Turquoise Mountain Foundation Compound
Kabul Afghanistan 11:06 p.m.
Well, today was a fantastic trip out of Kabul, at last. We piled ten of us from Turquoise Mountain Foundation into a mini-van and rollicked across the fertile Shomali plains north of Kabul for the roughly hour and a half drive up to the town of Istalif, in the low foothills of the legendary Hindu Kush mountains.
I never knew that Hindu Kush meant Hindu Killer, but so I heard en route. What a relief to leave the big city behind—there’s so much more to explore, but I’m a country bumpkin at heart and the idea of a beautiful spring day in the hills was a dream come true, especially after so long scrubbing through the hot cities of northern India.
Istalif—a truly beautiful spot. Very small town, renowned for its rustic blue pottery, and reputedly a site of one of the Mughal emperor Babur’s famous gardens. We hiked for a bit less than an hour up the hill behind the main part of town, through the bombed-out ruins of the town, which was a fierce fighting area directly on one of the battle lines where Ahmad Shah Massoud fought against the Taliban (I believe this was in 1997). We walked directly amongst the destroyed area, which the Talib fighters eventually won control of. The Taliban came into the town and gave the town’s residents one hour to leave—after which they came in and ransacked the entire town, burning buildings and essentially razing the town down to the ground. It took five years for people to begin resettling their homes and neighborhoods.
TMF has been working over the last year or two to develop a visitor’s center and work space in Istalif, supporting the local crafts community, which is essentially the entire town.
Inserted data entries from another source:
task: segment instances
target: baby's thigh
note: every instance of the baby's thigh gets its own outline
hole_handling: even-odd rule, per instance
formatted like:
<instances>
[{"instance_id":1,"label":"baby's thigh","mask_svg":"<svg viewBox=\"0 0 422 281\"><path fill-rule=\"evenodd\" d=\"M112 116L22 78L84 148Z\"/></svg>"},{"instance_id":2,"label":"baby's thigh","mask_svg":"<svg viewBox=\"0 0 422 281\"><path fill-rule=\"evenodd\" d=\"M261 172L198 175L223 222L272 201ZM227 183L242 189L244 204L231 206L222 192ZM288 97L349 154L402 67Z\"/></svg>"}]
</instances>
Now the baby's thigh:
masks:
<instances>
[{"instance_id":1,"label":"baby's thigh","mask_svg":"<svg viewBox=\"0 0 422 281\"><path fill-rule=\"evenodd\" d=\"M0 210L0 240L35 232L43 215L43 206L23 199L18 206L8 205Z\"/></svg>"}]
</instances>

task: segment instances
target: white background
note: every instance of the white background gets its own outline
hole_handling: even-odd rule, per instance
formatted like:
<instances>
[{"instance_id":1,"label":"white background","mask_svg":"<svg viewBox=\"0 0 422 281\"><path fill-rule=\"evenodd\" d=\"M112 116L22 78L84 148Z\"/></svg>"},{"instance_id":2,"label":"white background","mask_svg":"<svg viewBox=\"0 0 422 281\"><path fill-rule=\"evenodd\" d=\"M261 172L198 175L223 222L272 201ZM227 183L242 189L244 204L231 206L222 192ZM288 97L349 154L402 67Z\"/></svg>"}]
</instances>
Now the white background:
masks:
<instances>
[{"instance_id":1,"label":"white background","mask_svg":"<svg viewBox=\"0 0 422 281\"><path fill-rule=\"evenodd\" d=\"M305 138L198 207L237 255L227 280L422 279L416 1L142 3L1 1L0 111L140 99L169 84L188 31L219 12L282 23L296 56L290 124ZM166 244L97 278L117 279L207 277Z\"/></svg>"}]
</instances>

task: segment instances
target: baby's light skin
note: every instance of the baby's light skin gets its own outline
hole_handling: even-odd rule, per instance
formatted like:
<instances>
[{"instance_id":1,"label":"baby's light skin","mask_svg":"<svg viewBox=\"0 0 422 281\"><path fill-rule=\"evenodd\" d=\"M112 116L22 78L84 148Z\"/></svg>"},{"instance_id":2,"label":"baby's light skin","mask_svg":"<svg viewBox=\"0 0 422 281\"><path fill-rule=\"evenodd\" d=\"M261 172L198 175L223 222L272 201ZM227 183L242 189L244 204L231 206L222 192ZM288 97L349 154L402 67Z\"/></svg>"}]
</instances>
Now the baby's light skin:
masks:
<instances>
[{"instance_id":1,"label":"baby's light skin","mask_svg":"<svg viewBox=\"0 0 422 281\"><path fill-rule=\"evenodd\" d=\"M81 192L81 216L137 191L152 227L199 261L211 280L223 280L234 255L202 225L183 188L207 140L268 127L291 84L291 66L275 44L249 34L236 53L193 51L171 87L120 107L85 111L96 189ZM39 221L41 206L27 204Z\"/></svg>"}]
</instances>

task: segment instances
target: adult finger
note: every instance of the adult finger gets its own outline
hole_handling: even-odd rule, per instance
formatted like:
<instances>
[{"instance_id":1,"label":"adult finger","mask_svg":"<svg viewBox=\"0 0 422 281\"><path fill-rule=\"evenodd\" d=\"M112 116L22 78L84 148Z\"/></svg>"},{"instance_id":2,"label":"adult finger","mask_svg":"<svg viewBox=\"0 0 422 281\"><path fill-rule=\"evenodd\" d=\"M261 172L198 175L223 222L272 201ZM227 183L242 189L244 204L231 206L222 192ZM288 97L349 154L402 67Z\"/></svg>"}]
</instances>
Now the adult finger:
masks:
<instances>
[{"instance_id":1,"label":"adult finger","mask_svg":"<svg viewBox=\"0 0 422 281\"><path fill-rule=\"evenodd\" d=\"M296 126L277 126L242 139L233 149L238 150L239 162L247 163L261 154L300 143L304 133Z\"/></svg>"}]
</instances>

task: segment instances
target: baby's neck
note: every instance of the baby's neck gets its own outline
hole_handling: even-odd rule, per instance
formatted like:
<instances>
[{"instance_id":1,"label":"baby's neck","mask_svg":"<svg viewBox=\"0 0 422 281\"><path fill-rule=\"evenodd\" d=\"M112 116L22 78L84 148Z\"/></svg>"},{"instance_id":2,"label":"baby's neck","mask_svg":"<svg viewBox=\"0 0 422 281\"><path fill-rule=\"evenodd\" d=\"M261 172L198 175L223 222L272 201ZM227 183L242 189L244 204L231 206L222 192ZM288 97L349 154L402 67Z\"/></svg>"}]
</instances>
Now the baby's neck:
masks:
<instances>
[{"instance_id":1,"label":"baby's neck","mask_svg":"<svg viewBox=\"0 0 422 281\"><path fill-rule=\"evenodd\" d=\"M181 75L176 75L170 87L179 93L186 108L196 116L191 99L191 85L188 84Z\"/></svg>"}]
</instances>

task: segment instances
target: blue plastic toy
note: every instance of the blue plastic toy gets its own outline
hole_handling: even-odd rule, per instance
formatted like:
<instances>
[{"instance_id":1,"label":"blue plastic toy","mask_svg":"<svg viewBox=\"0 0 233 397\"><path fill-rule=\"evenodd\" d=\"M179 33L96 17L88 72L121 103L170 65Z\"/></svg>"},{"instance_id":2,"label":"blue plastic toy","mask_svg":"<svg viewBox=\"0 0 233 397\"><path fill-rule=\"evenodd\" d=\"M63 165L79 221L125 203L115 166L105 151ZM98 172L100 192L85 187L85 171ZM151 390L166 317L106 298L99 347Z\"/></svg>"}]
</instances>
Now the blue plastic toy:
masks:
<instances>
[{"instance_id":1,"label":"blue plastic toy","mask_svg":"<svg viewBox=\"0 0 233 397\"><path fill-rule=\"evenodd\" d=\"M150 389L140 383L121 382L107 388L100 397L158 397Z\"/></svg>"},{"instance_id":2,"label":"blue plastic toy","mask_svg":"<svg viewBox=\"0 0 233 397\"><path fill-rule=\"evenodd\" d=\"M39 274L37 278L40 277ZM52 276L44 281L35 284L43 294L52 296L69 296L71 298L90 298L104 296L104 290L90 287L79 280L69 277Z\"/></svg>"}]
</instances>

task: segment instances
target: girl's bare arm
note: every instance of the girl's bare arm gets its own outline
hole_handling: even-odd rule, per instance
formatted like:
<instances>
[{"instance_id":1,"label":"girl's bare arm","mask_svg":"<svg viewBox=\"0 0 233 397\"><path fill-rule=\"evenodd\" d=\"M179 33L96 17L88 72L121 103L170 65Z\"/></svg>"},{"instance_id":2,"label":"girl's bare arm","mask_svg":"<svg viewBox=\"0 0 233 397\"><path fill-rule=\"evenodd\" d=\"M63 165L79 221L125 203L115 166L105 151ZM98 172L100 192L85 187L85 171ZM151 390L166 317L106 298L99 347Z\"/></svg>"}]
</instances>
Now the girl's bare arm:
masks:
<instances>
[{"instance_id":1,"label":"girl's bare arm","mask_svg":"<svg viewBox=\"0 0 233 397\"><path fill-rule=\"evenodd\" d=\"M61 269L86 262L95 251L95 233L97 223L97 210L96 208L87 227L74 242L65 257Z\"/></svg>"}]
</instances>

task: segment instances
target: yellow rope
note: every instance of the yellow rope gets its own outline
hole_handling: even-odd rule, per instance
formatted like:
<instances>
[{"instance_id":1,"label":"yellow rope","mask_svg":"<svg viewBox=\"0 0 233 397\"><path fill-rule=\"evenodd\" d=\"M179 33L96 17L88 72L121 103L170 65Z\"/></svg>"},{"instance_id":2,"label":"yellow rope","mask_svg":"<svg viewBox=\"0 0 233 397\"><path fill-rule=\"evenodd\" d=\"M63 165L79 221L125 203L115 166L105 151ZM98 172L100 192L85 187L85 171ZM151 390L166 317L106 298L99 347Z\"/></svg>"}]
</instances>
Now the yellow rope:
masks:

We got some great footage of one of the potters up on the hill throwing bowls on his kick-powered wheel, as well as some interviews with several of the old potter/shopkeepers along the old wild west-style main street (pretty much the only street, actually). Also shared lunch with the shura—the council of village elders, with whom TMF will be working as they integrate their educational programs into the local community.
While there we got sun, rain and hail—full on. We totally could have stayed up there for days soaking up the scene and shooting amazing footage. So much more to tell—but I’m so tired and another long day begins early tomorrow.
Briefly, we had an evening adventure too: after dinner, we accepted the invite of a couple of the TMFers to go out for a drink at one of the favorite expat watering holes: The Gandamack Lodge. Filled with journalists and assorted international aid worker types (and cigarette smoke), it was worth the trip—even though we had to willfully ignore the news that came across the transom earlier this morning: the main group that monitors and communicates the local security situation notified TMF (and others) this morning that there were rumors of some sort of Taliban attack to be aimed at symbols of western life here in Kabul somewhere in the next 48-72 hours. Gandamack certainly fits the bill, I’d say. But Allah was with us and all is well.